Misunderstandings between people are funny because they suggest the great vanity of the self. In that Scottish anecdote, two sealed egoisms talk past each other: the master, thinking of himself, asks the servant if he has been tarnishing his reputation; the servant, also thinking of himself, replies with information about his own mental processes. If this is part of the reason the anecdote raises a smile, comedy would seem to be functioning here at its moral, corrective level, scuffing the shine on vanity and entrapping the diabolical self. This is the rather severe, Bergsonian idea of comedy as cleanser.
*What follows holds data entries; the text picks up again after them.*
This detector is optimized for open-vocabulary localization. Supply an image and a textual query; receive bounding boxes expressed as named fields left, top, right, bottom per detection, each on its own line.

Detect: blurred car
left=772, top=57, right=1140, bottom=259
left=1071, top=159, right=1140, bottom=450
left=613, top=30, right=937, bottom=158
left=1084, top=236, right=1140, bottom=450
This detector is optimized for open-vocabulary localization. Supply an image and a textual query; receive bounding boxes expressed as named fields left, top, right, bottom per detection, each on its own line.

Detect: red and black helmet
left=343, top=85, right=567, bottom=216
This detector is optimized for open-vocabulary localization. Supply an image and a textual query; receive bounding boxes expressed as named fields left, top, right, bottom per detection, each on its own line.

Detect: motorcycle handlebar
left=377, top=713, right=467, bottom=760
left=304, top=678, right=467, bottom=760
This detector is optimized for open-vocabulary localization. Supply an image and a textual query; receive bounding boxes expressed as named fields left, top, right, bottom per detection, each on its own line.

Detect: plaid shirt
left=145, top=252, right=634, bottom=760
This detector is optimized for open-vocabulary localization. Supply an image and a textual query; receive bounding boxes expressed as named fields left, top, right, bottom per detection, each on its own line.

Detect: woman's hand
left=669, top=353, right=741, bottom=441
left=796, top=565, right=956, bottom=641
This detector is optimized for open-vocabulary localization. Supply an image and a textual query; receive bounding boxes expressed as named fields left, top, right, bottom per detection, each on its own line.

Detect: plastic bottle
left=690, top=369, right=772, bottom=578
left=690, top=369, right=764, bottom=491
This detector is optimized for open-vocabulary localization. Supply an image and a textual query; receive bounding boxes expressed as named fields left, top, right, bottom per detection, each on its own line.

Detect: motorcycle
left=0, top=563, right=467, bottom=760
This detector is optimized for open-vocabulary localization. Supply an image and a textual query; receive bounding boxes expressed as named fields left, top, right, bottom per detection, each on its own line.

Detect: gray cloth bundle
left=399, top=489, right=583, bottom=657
But comedy forgives, too. If the spectacle of the vanity of the self makes us laugh, it makes us cry by the same token, because we are saddened by the great illusions of freedom that the self hoards. The Scottish anecdote is too small to generate pathos, but it holds in potential the comic-pathetic idea of a man condemning himself while he thinks he is freeing himself. Don Quixote may be the grandest treatment of the comic illusion of freedom; Part One of Cervantes’s novel ends with Quixote beautifully defending the mission of knight-errancy: ‘I can say that ever since I became a knight-errant I have been courageous, polite, generous, well-bred, magnanimous, courteous, gentle, patient and long-suffering.’ This is not a wholly outrageous self-characterisation. The pain of the passage is that in order to have been some of these things (and he has hardly been gentle), Don Quixote has not been himself: he has been mad. Imagining himself free, he is literally and figuratively imprisoned: as he declaims his virtues, he is being taken, for his own protection, in a caged cart back to his village by a kindly priest and barber.